Stirling's first stand-up special, Failing Upwards, was released on Amazon Prime Video on 26 May 2022.

===CBBC===
After being spotted at a gig, Stirling became the lead continuity presenter on the CBBC Channel along with his sidekick Hacker T Dog (originally from the CBBC TV show Scoop), as well as other presenters such as Chris Johnson and London Hughes. He left the channel in February 2013. He has also worked as a writer on a number of projects for the likes of CBBC and BBC Scotland, such as 12 Again and Help! My Supply Teacher's Magic. In early October 2013, Stirling began recording for a new series for CBBC, The Dog Ate My Homework, which was commissioned as the CBBC answer to Mock the Week. He was nominated for a BAFTA in 2014 for best children's presenter for his hosting of the programme for two series.

===Love Island===
In June 2015, Stirling became the narrator of the ITV2 reality series Love Island, and as of 2025 has contributed to every series of the show since its premiere, through Caroline Flack, Laura Whitmore and Maya Jama's tenures as presenter. His distinctive enunciated Scottish accent, comedic sarcasm within his writing and "mischievous presence" has garnered significant praise.

In 2022, for its fourth season, Stirling became the narrator of the American adaptation of the show, following its move to Peacock. He took over duties from Matthew Hoffman.

===Other===
In 2012, Stirling appeared on Russell Howard's Good News. In 2017, he began hosting the comedy game show CelebAbility. In February 2019, it was announced that Stirling would be a contestant on the eighth series of Taskmaster, finishing as the runner-up. He was also the host of the first programme on the BBC Scotland channel, A Night at the Theatre.

 Buffering, a sitcom Stirling co-created with Steve Bugeja, aired on ITV2 in summer 2021, and ran for two series until 2023.

In 2022, Stirling and Laura Whitmore, his wife, began presenting the Spotify-exclusive podcast Partners In Crime, covering true crime stories and unsolved mysteries. In November 2023, the podcast moved to BBC Sounds under the name Murder They Wrote.

In April–May 2019, over six episodes, Stirling featured as one of the six comedians on the TV show Comedy Bus, in which each comedian took the others back to their home towns; Stirling took the group back to his native Edinburgh. On 19 November 2020, Stirling featured as a panellist on the ITV daytime show, Loose Women, and made history as being part of the show's first all-male panel in the show's 21-year history. Since June 2020, Stirling has appeared on Celebrity Gogglebox, alongside Whitmore.

In December 2025, Stirling won Celebrity MasterChef: Christmas Cook-Off; after beating GK Barry, Kola Bokinni, and Nikki Fox in the Christmas special.

Stirling is the host of the upcoming BBC competition series Race Against the Tide, which will premiere in August 2026.

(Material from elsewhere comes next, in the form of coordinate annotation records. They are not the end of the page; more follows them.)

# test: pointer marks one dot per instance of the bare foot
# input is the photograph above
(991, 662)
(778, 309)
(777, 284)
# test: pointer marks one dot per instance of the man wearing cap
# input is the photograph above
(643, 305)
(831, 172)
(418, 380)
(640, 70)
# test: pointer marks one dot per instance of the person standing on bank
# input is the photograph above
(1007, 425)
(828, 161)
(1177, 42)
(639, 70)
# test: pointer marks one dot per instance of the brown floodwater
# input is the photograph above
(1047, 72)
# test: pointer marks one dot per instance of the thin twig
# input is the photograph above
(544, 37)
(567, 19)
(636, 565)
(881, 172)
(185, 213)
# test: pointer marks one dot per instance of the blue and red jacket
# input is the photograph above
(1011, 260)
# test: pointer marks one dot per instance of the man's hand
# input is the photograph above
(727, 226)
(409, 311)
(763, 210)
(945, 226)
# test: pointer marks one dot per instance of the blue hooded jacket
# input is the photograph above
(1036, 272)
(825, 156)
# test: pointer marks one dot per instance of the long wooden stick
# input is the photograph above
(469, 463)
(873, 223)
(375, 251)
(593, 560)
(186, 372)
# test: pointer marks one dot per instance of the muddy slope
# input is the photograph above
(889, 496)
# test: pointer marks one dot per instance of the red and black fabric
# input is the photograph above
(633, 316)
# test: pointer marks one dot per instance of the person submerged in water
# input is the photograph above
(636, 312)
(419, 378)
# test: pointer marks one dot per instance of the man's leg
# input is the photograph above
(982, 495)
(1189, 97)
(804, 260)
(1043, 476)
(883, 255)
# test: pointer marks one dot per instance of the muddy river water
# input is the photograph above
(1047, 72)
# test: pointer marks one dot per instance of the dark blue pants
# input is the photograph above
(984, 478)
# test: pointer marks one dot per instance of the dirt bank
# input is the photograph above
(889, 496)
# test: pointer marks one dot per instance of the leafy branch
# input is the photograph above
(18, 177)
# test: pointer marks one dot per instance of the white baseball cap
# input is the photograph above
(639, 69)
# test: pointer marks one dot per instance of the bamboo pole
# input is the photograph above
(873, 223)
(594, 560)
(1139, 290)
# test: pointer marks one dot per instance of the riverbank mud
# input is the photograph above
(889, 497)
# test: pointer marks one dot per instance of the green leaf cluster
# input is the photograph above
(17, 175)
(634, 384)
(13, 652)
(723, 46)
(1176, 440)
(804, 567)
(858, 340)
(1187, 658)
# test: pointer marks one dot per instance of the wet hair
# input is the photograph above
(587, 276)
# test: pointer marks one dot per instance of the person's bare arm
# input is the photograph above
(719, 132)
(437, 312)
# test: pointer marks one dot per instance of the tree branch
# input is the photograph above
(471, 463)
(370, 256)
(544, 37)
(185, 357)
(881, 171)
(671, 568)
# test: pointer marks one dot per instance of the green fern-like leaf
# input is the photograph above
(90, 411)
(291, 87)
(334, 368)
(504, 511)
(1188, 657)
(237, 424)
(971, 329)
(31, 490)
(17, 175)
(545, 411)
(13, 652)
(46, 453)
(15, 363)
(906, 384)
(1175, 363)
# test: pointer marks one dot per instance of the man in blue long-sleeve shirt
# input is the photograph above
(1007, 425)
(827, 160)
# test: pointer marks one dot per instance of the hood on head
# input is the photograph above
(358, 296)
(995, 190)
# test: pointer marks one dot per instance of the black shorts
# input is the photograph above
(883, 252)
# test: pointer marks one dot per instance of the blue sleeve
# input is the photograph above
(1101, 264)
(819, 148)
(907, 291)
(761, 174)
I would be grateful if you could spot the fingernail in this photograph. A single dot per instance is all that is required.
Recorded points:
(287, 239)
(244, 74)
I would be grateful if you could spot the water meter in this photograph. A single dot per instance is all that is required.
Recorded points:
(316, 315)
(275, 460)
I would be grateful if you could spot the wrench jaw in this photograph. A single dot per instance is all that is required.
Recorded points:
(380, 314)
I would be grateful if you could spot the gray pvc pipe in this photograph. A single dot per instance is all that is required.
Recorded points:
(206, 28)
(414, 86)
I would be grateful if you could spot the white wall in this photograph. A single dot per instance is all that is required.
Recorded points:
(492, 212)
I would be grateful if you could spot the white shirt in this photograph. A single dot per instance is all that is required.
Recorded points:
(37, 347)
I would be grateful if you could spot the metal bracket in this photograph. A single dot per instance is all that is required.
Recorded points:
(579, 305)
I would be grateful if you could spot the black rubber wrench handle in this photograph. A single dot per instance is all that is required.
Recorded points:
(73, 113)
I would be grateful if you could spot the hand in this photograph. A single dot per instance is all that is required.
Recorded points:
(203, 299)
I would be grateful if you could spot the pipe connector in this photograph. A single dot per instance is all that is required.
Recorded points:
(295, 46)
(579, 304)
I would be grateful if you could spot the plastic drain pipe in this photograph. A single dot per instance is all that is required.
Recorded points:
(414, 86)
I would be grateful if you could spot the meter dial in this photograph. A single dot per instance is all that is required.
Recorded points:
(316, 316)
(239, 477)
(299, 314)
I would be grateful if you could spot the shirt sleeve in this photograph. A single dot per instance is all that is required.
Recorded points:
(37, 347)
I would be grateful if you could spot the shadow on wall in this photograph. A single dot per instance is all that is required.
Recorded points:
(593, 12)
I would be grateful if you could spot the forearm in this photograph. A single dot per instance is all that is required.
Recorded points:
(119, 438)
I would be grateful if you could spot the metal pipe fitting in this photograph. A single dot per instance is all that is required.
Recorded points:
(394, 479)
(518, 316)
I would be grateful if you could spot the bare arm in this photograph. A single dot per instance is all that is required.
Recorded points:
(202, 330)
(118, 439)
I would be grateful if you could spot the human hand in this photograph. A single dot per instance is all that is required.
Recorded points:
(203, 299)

In 2026, Stirling was announced as a contestant on the the sixth season of The Traitors US alongside a cast of celebrities and reality TV personalities.

===Internet===
Stirling operates his own channel on Twitch, in which he interacts with viewers whilst playing video games such as FIFA. As of October 2021, his channel has grown to over 65,000 followers.

In February 2023, Stirling appeared in a video by the Sidemen called "The Roast of the Sidemen 2". Stirling appeared in another video by them in January 2024, called "Sidemen $100,000 Ultimate Hide & Seek", later titled "Sidemen vs 40 YouTubers Ultimate Hide & Seek in a Stadium".

== Personal life ==
In 2020, Stirling married presenter, model and actress Laura Whitmore in a humanist ceremony at Dublin City Hall. Their daughter was born in March 2021.